IF YOU are getting up at daybreak, there is no alarm clock to compare with a few hungry moose. Each morning their splashing awakened us as they came down to feed and then stood around in the shallow estuary like a herd of cows grazing in a pasture. In one sense, Isle Royale has been a paradise for moose, an isolated area in which they are protected from hunting and in which, until about twelve years ago, they have had virtually no natural enemies. But the web of life is not so simple as that. In any natural community, the lack of predators to keep the numbers of a species within bounds can be the greatest enemy of all. So it has been with the Isle Royale moose, whose story is particularly significant because it involves another of our finest, but much maligned, American mammals, the timber wolf.
The story opens early in this century, when the moose began to breed on the island, presumably having crossed over from the mainland on the winter ice. Protected from natural predators, and at the same time confined to a limited area with a limited food supply, they went through a cycle of overpopulation, during which the young trees and other browse on which they feed suffered severely, and subsequent decline, as their numbers were reduced by starvation and disease. The cycle was then repeated, with a second population peak in the late nineteen forties. But at this point, a new actor appeared on the stage. In 1948, tracks of timber wolves were first discovered on Isle Royale, and there was evidence that they were preying on the overabundant moose. Today, more than ten years later, the moose population is down again to a healthy level, the vegetation is recovering, and the predator and prey have apparently reached some sort of dynamic equilibrium. The concept of ecology, of the balance of nature, begins to make sense when you stop to think that the seedling tree at your feet may ultimately depend for its life on the existence of the wolf.
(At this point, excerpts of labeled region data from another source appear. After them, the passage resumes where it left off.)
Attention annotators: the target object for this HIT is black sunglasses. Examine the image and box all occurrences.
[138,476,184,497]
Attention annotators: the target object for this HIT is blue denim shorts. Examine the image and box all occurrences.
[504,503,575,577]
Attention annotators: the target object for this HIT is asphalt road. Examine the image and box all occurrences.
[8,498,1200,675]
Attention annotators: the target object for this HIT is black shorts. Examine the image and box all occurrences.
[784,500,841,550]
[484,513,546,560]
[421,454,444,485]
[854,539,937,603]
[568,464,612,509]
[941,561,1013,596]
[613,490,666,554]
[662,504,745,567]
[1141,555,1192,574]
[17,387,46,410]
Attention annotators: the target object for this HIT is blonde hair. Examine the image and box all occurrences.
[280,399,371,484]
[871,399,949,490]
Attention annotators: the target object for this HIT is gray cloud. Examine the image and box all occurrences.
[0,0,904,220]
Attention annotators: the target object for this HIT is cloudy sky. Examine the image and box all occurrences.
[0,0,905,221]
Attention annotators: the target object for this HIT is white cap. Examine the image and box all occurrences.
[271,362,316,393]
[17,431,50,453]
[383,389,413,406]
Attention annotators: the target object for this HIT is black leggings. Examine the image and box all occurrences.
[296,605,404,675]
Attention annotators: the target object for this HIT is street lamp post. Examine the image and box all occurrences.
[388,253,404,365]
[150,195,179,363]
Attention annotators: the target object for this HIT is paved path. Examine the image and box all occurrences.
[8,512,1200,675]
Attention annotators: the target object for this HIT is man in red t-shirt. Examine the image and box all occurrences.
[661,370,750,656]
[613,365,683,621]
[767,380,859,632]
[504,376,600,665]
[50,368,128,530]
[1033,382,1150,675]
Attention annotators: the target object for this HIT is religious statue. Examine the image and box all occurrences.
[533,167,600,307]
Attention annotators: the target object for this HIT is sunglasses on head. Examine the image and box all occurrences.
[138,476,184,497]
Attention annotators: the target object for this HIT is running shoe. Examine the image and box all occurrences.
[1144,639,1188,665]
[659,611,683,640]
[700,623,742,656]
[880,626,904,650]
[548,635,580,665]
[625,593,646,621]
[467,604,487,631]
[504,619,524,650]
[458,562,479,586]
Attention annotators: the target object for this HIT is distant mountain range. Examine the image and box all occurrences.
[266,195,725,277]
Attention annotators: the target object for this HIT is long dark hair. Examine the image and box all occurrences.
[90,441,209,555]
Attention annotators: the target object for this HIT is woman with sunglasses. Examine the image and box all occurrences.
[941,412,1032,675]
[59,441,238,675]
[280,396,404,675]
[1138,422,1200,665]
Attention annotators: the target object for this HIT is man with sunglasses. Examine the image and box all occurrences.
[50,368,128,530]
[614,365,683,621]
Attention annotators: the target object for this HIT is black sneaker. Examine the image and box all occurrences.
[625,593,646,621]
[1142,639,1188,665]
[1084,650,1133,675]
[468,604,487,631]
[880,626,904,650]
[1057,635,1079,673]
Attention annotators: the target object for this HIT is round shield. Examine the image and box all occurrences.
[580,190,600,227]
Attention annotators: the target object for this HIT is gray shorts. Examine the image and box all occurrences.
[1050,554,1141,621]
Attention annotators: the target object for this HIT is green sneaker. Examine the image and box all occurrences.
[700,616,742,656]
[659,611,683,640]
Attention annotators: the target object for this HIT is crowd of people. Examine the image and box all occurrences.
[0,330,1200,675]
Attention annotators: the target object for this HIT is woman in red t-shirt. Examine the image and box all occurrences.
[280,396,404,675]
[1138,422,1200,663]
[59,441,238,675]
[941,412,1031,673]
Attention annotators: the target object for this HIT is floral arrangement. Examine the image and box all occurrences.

One does not, in a few days, learn much about such mysteries. One picks up a fragment here and there of an infinitely complex mosaic, and one gets some idea of how the trained naturalist painstakingly fits such fragments together to make the living picture of the whole. Best of all, one gets a glimpse of the natural world through the eyes of men who have grown to love it, not sentimentally but by hard work and exact knowledge.
My last impression of Isle Royale is perhaps the sharpest of all. The scene is neither deep forest nor wind-swept rocks. It is the interior of a log cabin on one of the outer islands, a remote ranger station where we awaited a boat to take us back to the main island. The young summer ranger is out of uniform; he has spent his day off taking us to his favorite camp spot on a birch-clad point nearby. Though off duty, he has an ear cocked for the short-wave radio muttering in one corner of the room. His pretty wife comes to the kitchen table with the baby on one arm; with the other she reaches for the coffeepot, always waiting on the back of the stove. Alone for days at a time, she is never lonely. For both of them, the “unaccountable friendliness” of the forest has made the summer slip by all too fast. She has news for her husband. Last night, for the first time on their own island, she heard the cry of a wolf.